The sidewalk still teemed. Grip could feel the tension in the atmosphere rising as people grew increasingly drunk. The police presence was more visible now; cops everywhere. Another consequence of the System—lots of cops in place before the trouble starts. Grip knew plenty of beat cops who hated Westermann—most cops felt the way Wayne did—but Grip fucking loved what the guy had done; it made for better policing. If guys were uncomfortable, fuck them. Shut up and do your goddamn job.
“So, what do you think?” Westermann asked. Another thing Grip loved about Westermann, always asking and listening; smart enough that he wasn’t defensive about other people having their insights.
“About the church?”
“Yeah. Is there any way it could be a coincidence?”
“I don’t think so. You’re the numbers guy. But, Lieut, I think maybe you’re making this more complicated than it needs to be.”
“Tell me more.”
“Well, like I said before, I noticed those currents by the riverbank and me and Morph tested it out to see how stuff floated downstream. And like I said, we found that unless someone carried that girl over to the riverbank to drown her right there, then she must have got pushed in the water over by the Uhuru Community. So now there’s another girl turned up in basically that exact spot, so I f
eel like I was right on that. Two dead girls on the riverbank by the Uhuru Community. Okay, so that’s one connection. The next connection is that this girl, Lenore, and the second girl, they’ve both got some kind of crazy disease, maybe African. Now I don’t know if there’s many Africans in the Community, but you can’t tell me there aren’t any. So that’s connection number two.”
“So, you’re saying …”
“I’m not saying anything, but it seems like the place to focus our efforts is the Uhuru Community. This thing about the church of what?”
“Church of Last Days.”
“Yeah. It’s interesting; maybe not a coincidence. But against what we’ve got over at the Community, now that we have a second body? We need to check them both out, but the Community’s where the action is. But it’s your call, of course.”
Westermann thought about this as they walked, balancing the protection of the Community against further arousing Grip’s suspicions. He didn’t see how he could dispute Grip’s argument. “Okay. I’ll think about it. Maybe you and Morphy head over to the Community tomorrow and work that angle. I’ll follow up on the church connection. Like you said, we can’t just leave that alone.”

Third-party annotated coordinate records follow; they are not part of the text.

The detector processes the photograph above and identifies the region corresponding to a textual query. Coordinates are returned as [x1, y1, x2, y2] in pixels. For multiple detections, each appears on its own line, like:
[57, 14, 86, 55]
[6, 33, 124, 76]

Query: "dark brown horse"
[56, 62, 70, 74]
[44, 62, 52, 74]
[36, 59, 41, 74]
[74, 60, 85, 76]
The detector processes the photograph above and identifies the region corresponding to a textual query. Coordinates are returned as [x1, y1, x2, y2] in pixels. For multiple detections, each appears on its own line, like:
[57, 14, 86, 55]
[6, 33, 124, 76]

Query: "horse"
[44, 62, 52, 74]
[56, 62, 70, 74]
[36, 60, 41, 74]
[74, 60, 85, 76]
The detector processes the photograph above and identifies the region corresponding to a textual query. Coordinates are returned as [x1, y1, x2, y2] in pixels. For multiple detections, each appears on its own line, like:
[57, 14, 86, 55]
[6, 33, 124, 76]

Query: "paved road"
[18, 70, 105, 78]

Ahead, the next block up, something was happening; a different distribution of bodies; a different pitch to the din. Westermann and Grip sped up to a trot; saw other cops converging ahead of them.

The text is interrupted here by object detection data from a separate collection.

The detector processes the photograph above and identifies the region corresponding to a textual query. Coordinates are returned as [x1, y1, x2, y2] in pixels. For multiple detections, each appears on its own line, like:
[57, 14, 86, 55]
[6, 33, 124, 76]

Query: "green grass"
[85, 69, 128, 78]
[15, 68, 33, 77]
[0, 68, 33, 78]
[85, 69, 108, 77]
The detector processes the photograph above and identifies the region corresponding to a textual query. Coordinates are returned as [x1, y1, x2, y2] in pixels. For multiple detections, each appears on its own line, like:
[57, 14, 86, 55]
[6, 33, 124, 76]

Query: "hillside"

They pushed their way through a crowd to where there was some room. A space had been cleared by a fight. Two Negroes were facedown on the ground, cops kneeling on them, getting out the cuffs. Two other Negroes, one bleeding above an eye, hovered, breathing hard. Two cops were holding back a group of six white men. They were young, crew-cut. Two had blood on their shirts, another held his hand to his mouth, blood sluicing through his fingers.

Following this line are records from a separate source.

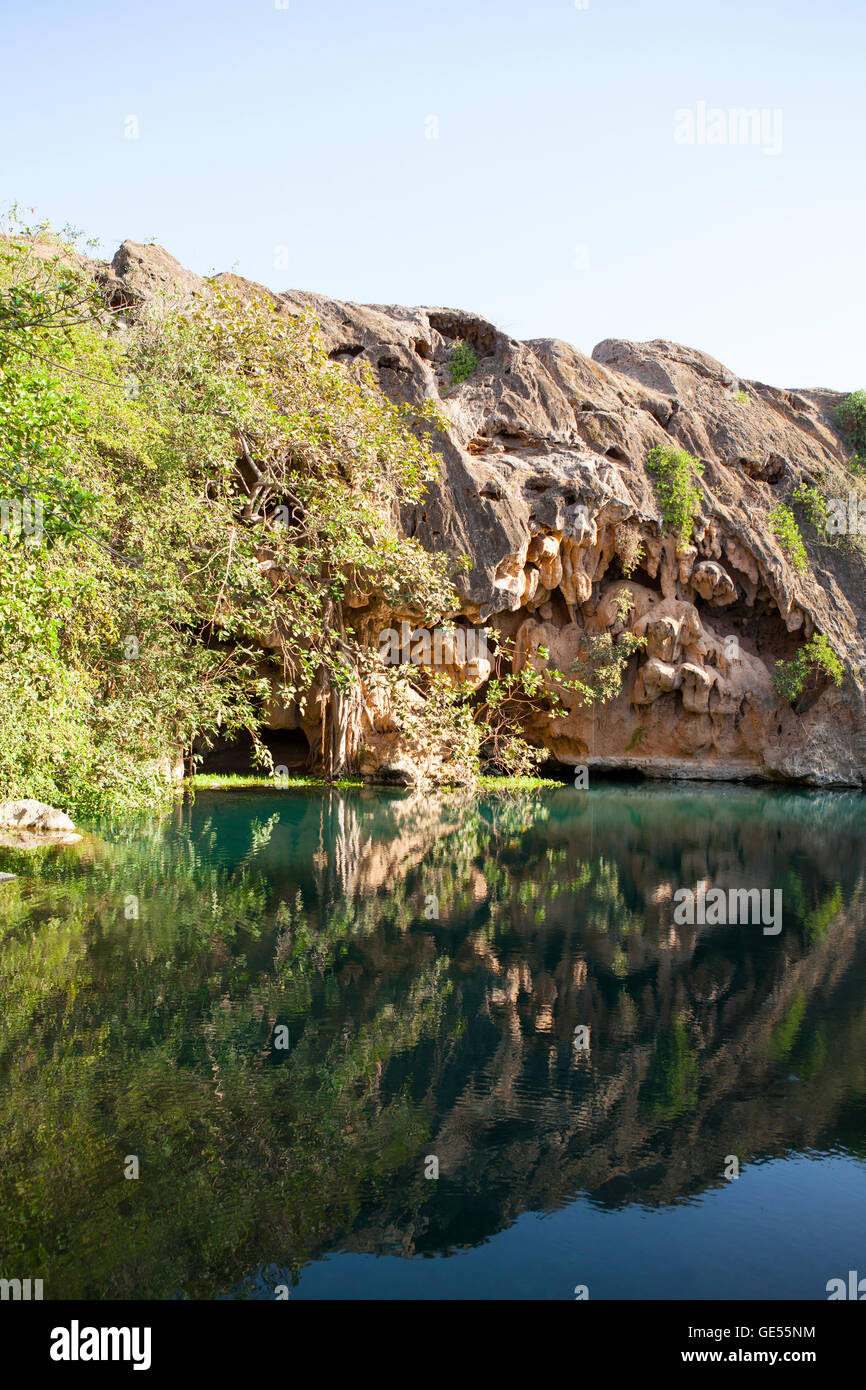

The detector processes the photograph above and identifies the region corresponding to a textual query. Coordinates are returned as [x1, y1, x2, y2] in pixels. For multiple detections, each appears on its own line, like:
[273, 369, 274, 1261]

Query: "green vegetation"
[794, 482, 830, 541]
[448, 342, 478, 386]
[770, 502, 809, 574]
[571, 631, 646, 705]
[773, 632, 845, 703]
[835, 391, 866, 474]
[0, 211, 452, 812]
[646, 445, 703, 546]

A fire hydrant by the curb was cracked, leaking water in a thin spray. The standing water was lit red by the storefront neon and mixed with blood where the Negroes lay. Westermann heard Grip mumble under his breath.
“What’s that?”
Grip nodded over to a group of men, two white men, one fat, one obese, and a powerfully built Negro between them. “See the Negro over there?”